Tobacco Packaging War Waging in the Uk

Tobacco Packaging War Waging in the UK

The British government is considering plain packaging for cigarettes and tobacco industry giants are none too pleased.  Government officials state that there is evidence that plain packaging may actually help people quit smoking, while at the same time allowing health warnings and graphics to be enlarged on the package.  Of course, the move to plain packaging would, for all practical purposes, kill years and years of branding by the cigarette companies, and they are not quietly accepting the possibility of such a move.

The tobacco industry is arguing that not only would plain packaging increase illegal tobacco trade, but that the evidence that plain packaging changes smoking habits is simply not true.  Australia has already introduced plain packaging in the tobacco industry and the impact in Australia was to be reviewed by the British government prior to the implementation of the program in the UK.  However, research by different groups has led to different results, with one side arguing the plain packaging is working and the other side arguing that it is not.  
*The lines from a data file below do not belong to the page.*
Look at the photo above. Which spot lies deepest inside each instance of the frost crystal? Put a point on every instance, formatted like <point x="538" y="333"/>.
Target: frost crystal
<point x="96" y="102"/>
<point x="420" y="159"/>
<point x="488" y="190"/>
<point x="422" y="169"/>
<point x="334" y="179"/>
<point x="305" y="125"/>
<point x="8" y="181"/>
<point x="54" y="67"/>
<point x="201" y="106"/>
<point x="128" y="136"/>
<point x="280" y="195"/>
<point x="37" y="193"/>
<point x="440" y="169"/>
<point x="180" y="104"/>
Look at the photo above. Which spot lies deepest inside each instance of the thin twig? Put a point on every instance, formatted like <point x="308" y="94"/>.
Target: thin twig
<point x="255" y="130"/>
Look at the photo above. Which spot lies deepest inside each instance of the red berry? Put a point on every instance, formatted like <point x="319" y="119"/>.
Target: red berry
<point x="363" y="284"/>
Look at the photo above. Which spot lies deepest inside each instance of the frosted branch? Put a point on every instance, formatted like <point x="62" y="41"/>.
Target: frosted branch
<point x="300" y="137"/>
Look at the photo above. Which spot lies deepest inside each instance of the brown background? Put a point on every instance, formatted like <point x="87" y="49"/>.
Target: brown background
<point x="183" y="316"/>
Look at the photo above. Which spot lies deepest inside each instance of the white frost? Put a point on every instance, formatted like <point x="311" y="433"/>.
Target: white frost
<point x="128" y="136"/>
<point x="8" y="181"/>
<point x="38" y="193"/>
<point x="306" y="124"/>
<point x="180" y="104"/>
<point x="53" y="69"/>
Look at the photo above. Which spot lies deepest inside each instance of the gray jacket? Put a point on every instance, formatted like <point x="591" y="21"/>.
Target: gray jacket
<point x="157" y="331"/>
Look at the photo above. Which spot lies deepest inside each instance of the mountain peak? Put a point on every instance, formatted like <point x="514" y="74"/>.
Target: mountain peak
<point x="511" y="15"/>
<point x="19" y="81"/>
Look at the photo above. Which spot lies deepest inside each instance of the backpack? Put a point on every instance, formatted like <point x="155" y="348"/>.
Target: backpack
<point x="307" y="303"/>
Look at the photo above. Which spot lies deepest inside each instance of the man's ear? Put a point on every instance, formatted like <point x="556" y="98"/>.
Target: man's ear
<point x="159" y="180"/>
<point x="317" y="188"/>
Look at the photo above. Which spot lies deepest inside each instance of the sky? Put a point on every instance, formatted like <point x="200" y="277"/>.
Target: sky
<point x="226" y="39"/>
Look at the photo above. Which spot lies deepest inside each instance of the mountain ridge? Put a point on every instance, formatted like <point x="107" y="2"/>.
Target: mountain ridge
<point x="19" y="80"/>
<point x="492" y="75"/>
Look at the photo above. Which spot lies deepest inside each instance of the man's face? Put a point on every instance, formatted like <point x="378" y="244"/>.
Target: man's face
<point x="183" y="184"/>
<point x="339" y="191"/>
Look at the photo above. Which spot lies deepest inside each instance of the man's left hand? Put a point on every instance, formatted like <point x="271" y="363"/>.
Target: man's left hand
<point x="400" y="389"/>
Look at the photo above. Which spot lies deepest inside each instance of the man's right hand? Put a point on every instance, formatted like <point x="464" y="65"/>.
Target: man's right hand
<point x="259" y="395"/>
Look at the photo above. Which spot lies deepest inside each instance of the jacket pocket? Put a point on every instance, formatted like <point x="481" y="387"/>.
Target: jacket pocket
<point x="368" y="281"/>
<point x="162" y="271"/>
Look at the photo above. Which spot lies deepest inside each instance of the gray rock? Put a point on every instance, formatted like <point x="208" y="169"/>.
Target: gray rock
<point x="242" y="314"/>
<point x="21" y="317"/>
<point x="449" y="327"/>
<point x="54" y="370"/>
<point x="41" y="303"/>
The effect of plain packaging in the UK would generally mean more expense for tobacco companies in creating plain packaging for one area of the world and regular packaging for other areas, as the companies are unlikely to give up their branding in any area unless forced to do so.  For packagers, this could also mean a simple change to the packaging process or the need to acquire additional machinery to handle the different packaging.    
While cigarette packaging is a little out of the arena of Liquid Packaging Solutions, there is an interesting side note to this story.  The response to plain packaging from the tobacco industry comes a week after news that children under 18 would be banned from buying electronic cigarettes.

As an emerging market in the United States, e-cigarettes are quickly and, for the industry, dangerously following in the footsteps of the tobacco industry.  The ban for children under 18 ties e-cigarettes to the tobacco industry, just as recent bans in some bigger cities have done the same.  The UK battle against tobacco is only one of many, arguably intending to do away with tobacco products in the long run.  Countries like Germany have begun programs for schoolchildren to visit hospitals to see the long-term effects of smoking first hand.  A focus on health and health care around the world has led to a more concerted effort to warn consumers and remove cigarettes from many public spaces.  To avoid these same battles and likely the same fate, e-cigarette manufacturers and packagers need to spotlight the differences between their products and tobacco products and take the focus off the fact that both are termed "cigarettes".